Spending more time in bed has done little good for my mental health, and I can feel anxiety rising the longer I feel compromised in my ability to get on with my days. I have cried and taken to heart things I’d ordinarily brush off. I feel bored of everything, like a petulant child. I am tired. I am grumpy. But I also recognise that in many ways, I am lucky.

Small things can upset us most

This injury, while a total pain in the… back, is temporary. It has gotten me down, but I know it won’t last forever. Throughout this horrorshow of a year, there have been very many people left to fend for themselves alone, without the help of a partner or family to ease them through the tough times, both the overarching strain of living through a pandemic, and the everyday stresses and low points everyone faces.

There are many with long-term health concerns and of vulnerable status whose contact with the outside world has been cut off, and who depended on the bolstering of regular communication.

The importance of support networks to resilience and quality of life can’t be underestimated, and in the scramble to fight the immediate risks of the virus, I don’t think we’ve done enough to help those who fall through the gaps of organised care and community initiatives, the people most at risk of loneliness in any non-pandemic year, but especially now.

When I’ve vented to friends about my bad back, making a joke of it, I sense the catharsis is really soothing my bigger anxieties. Sometimes it’s the small things that upset us most, because where to even begin with the big things?

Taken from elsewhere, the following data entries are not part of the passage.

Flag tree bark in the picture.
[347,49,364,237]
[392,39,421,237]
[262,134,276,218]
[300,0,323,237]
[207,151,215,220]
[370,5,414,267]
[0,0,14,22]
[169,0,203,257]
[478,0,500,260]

Sometimes it’s easier to laugh or weep over a broken cup than it is to react to the daily Covid death figures, which in single figures were shocking, and are now buffered by the understanding we’re in this for the long haul.

But at some point, we’re going to need to deal with widespread loneliness and sadness. The mourning that hasn’t had a proper outlet, what with limited funerals and lack of coming together. The celebrations, not properly experienced. At some point, the feelings of 2021 are going to come out.